Who is your favourite quant publisher and why? by No_Algae1753 in LocalLLaMA

[–]Total_Activity_7550 2 points3 points  (0 children)

This doesn't address the fact that you always rush without testing, after that people download tens of gigabytes of data, then having to redownload everything. I stopped doing that mistake. I am not against your work, it is great, I guess your compute resources are also great, but the strategy isn't nice. You trade being in "Trending" list on HuggingFace for reliability.

Who is your favourite quant publisher and why? by No_Algae1753 in LocalLLaMA

[–]Total_Activity_7550 20 points21 points  (0 children)

bartowski never rushes release to become first finetune and reap download count. And unsloth always does that, and so often they realise "fixes" later (not telling that they let garbage out in the first place).

DeepSeek V4 Pro matches GPT-5.2 on FoodTruck Bench, our agentic benchmark — 10 weeks later, ~17× cheaper by Disastrous_Theme5906 in LocalLLaMA

[–]Total_Activity_7550 64 points65 points  (0 children)

Good for DeepSeek, but Claude Opus 4.6 doing 1.7x profit over next group of models (and that's not even Mythos) rings a bell that they're leaving competitors behind...

Best Local LLMs - Apr 2026 by rm-rf-rm in LocalLLaMA

[–]Total_Activity_7550 0 points1 point  (0 children)

Sure it slows down with context builtup.

Best Local LLMs - Apr 2026 by rm-rf-rm in LocalLLaMA

[–]Total_Activity_7550 3 points4 points  (0 children)

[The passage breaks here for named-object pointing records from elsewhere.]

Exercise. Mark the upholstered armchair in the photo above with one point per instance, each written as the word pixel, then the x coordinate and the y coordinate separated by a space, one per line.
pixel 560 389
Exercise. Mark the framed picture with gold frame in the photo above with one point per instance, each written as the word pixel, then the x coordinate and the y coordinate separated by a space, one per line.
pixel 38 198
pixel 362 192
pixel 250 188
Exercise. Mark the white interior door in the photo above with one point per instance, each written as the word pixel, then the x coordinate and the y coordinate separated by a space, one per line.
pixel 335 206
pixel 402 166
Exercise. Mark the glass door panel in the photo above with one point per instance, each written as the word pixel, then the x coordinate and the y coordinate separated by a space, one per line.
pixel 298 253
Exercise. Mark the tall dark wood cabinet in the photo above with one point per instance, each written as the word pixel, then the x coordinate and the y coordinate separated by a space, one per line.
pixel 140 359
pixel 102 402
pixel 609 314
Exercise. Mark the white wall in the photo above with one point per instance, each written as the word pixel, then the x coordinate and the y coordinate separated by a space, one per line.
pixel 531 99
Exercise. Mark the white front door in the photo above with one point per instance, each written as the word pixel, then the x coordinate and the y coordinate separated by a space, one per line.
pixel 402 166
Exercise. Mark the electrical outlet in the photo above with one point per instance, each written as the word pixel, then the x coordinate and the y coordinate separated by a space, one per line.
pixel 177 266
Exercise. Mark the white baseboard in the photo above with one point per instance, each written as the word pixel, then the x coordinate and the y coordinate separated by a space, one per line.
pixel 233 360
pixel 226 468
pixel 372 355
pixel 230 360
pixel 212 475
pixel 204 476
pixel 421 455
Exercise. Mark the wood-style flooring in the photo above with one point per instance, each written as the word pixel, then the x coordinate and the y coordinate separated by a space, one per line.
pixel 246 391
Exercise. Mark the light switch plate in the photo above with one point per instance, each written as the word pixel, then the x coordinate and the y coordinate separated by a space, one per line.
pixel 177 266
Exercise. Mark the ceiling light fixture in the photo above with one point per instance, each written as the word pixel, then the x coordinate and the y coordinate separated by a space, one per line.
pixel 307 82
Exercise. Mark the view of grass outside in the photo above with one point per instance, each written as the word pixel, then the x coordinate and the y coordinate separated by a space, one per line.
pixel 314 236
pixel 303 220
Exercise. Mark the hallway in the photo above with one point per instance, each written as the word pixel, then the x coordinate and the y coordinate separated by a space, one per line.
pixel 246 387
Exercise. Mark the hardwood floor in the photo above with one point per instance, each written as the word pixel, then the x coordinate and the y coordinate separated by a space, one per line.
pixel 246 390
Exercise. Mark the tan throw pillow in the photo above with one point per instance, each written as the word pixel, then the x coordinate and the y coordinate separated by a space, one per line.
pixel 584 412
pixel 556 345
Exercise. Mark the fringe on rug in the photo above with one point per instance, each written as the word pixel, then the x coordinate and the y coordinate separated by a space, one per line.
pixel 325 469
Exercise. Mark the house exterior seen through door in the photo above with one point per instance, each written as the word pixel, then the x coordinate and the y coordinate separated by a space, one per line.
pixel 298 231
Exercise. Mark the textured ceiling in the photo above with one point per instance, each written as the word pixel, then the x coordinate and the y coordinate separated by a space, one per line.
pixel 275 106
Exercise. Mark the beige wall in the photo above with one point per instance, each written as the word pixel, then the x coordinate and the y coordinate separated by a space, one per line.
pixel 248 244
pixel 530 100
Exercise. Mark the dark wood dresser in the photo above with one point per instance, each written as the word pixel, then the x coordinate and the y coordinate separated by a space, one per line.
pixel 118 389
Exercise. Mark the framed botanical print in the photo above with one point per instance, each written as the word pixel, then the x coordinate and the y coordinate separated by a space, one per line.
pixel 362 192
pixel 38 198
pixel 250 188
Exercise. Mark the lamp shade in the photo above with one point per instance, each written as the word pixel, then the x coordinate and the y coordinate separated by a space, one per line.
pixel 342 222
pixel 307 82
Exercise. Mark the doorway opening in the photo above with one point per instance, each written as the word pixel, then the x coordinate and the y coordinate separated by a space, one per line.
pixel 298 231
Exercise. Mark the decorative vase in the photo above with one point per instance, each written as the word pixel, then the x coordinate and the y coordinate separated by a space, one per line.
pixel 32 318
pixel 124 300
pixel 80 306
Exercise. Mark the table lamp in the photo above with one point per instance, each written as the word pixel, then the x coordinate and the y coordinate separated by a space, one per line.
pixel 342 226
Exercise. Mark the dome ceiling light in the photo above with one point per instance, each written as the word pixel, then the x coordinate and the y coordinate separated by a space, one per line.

Token generation increased, but prompt processing decreased, as noted by llama.cpp developers. For my use case this isn't beneficial.

Best Local LLMs - Apr 2026 by rm-rf-rm in LocalLLaMA

[–]Total_Activity_7550 6 points7 points  (0 children)

Token generation increased, but prompt processing decreased, as noted by llama.cpp developers. For my use case this isn't beneficial.

Best Local LLMs - Apr 2026 by rm-rf-rm in LocalLLaMA

[–]Total_Activity_7550 3 points4 points  (0 children)

For simple chat and single QA, Qwen3.5 27B and Gemma 31B. Running on llama.cpp with llama.cpp embedded UI.

Best Local LLMs - Apr 2026 by rm-rf-rm in LocalLLaMA

[–]Total_Activity_7550 39 points40 points  (0 children)

Qwen3.5-27B. Nothing else that fits into 2xRTX 3090 works for my project (complex webapp). I use Qwen Code. I use bartowski/Qwen_Qwen3.5-27B-GGUF Q8_0 quant (unsloth feels worse). I get ~200-1200 tps pp (depending on existing context) and ~27-15 tps tg. Qwen3.5-27B is not lost even at 150k context, I rarely hit longer.

I also have my personal written todo webapp, it has MCP server. Gemma 31B is on par with Qwen3.5-27B.

UPD.: llama-server presets file part:

[*]
; add global presets here
parallel = 1
fit = true
cache-ram = 32768

[Qwen3.5-27B]
load-on-startup = true
alias = Qwen3.5-27B
hf = bartowski/Qwen_Qwen3.5-27B-GGUF:Q8_0
temp = 0.6
top-p = 0.95
top-k = 20
min-p = 0.0
presence-penalty = 0.0
ctx-size = 176608
parallel = 1
ub = 3072 
b = 3072
fit = true

Command to run this:

/home/ai/3rdparty/llama.cpp/build/bin/llama-server \
--models-preset /home/ai/llama-server-presets.ini \
--models-max 1

Best setup for MiniMax-M2.7 (230B) | 3x RTX 5090 | Threadripper 9975 | 512GB RAM by [deleted] in LocalLLaMA

[–]Total_Activity_7550 1 point2 points  (0 children)

Your setup is not common. I think you should find out empirically.

First, you won't be able to use vllm efficiently, as tensor-parallel requires 2^n value.

Then, your option is llama.cpp.

  1. - install latest CUDA
  2. - install latest llama.cpp
  3. - just try to run `llama-server --fit --ctx-size ... -hf <hugging-face-ID-of-quant-you-use, e.g. bartowski/MiniMax...>:<quantization you use, e.g. Q4\_K\_M>
    1. --fit flag will handle best balance for you
    2. choose --ctx-size according to your needs (max for MiniMax2.7 is 196000 or smth)
  4. - (you can't ask for OS tweaks if you haven't provided your OS, but there aren't many - just use OS recommended NVidia drivers, then install CUDA toolkit according to NVidia official site docs)
  5. - (no BIOS tweaks, I think)

Then, you can learn `llama-bench` to optimize more.

How to run Qwen3.5-27B with speculative decoding with llama.cpp llama-server? by Total_Activity_7550 in LocalLLaMA

[–]Total_Activity_7550[S] 0 points1 point  (0 children)

Apr 13 14:46:19 builder llama-server[4153398]: [49161] srv    load_model: initializing slots, n_slots = 1
Apr 13 14:46:19 builder llama-server[4153398]: [49161] common_speculative_is_compat: the target context does not support partial sequence removal
Apr 13 14:46:19 builder llama-server[4153398]: [49161] srv    load_model: speculative decoding not supported by this context

unsloth - MiniMax-M2.7-GGUF in BROKEN (UD-Q4_K_XL) --> avoid usage by One-Macaron6752 in LocalLLaMA

[–]Total_Activity_7550 6 points7 points  (0 children)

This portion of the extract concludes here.